The mother appealing the parentage order in R.M. v. J.J. (D3 Apr. 29, 2022 no. C090018) 2022 WL 1301801 (nonpub. opn.) had a solid issue on appeal: her ex-husband had made frequent angry outbursts and hostile gesticulations throughout the day-long hearing. The mother thought this display of her ex-husband’s rather obvious need of anger management confirmed that giving him custody of a young child was not in the child’s best interests. But the trial court refused to consider the ex-husband’s outbursts. This admitted refusal to consider these angry outbursts, mother argued, was an abuse of discretion.
But the Court of Appeal held: Outbursts? What outbursts? We see no record of any outbursts. Order affirmed.
You see, when you appeal, you have to show the Court of Appeal what happened during the trial court proceedings. The best way to do that is to have a court reporter transcribe every word of the proceedings. But that is expensive. Acknowledging this expense, the rules give financially-constrained litigants another way to provide an appellate record. This alternative is called a settled statement.
But in this case, the settled statement became a heavily-litigated affair, resulting in a version expurgated of the matters relevant to the mother’s appeal. In short, the worst of both worlds.
The Upshot: Do not count on a settled statement.
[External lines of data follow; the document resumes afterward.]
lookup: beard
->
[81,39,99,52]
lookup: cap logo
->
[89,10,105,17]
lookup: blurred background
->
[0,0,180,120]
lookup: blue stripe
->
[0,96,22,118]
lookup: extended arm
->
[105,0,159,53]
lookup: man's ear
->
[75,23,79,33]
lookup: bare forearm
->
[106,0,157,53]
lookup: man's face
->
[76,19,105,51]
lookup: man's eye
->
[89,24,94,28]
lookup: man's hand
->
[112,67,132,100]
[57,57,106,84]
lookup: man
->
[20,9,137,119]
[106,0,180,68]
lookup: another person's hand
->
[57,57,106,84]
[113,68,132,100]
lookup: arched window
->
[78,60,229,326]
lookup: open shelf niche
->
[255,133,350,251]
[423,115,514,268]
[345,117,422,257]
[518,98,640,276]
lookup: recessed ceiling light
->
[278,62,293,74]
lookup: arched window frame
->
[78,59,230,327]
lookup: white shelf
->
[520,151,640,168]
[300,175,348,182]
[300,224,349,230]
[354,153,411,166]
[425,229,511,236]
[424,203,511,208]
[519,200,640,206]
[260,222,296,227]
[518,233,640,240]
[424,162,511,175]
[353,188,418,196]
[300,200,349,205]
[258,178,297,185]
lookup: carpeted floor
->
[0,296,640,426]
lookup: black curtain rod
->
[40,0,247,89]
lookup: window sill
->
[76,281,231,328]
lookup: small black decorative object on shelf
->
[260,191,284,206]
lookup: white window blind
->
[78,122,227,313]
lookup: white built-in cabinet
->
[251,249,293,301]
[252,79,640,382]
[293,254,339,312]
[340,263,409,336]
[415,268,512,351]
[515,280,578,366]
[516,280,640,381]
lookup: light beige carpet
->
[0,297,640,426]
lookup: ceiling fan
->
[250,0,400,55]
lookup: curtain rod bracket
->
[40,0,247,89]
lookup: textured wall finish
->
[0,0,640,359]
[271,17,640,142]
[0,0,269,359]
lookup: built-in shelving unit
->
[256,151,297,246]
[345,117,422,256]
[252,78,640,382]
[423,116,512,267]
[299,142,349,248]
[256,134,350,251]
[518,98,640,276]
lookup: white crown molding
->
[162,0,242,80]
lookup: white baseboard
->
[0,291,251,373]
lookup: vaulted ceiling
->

Yes, it is in the rules. But this is not the first time I have heard that a trial judge refused to provide a settled statement, and that a Court of Appeal refused to do anything about it. Do not be misled into thinking there is a way to furnish an appellate record other than a reporter's transcript. Yes, this sets up an access-to-justice problem. The Legislature needs to fund court reporters, or re-institute its audio-recording program (which was nixed, by the way, at the behest of the reporters’ lobby, as a presiding justice recently confirmed for me.)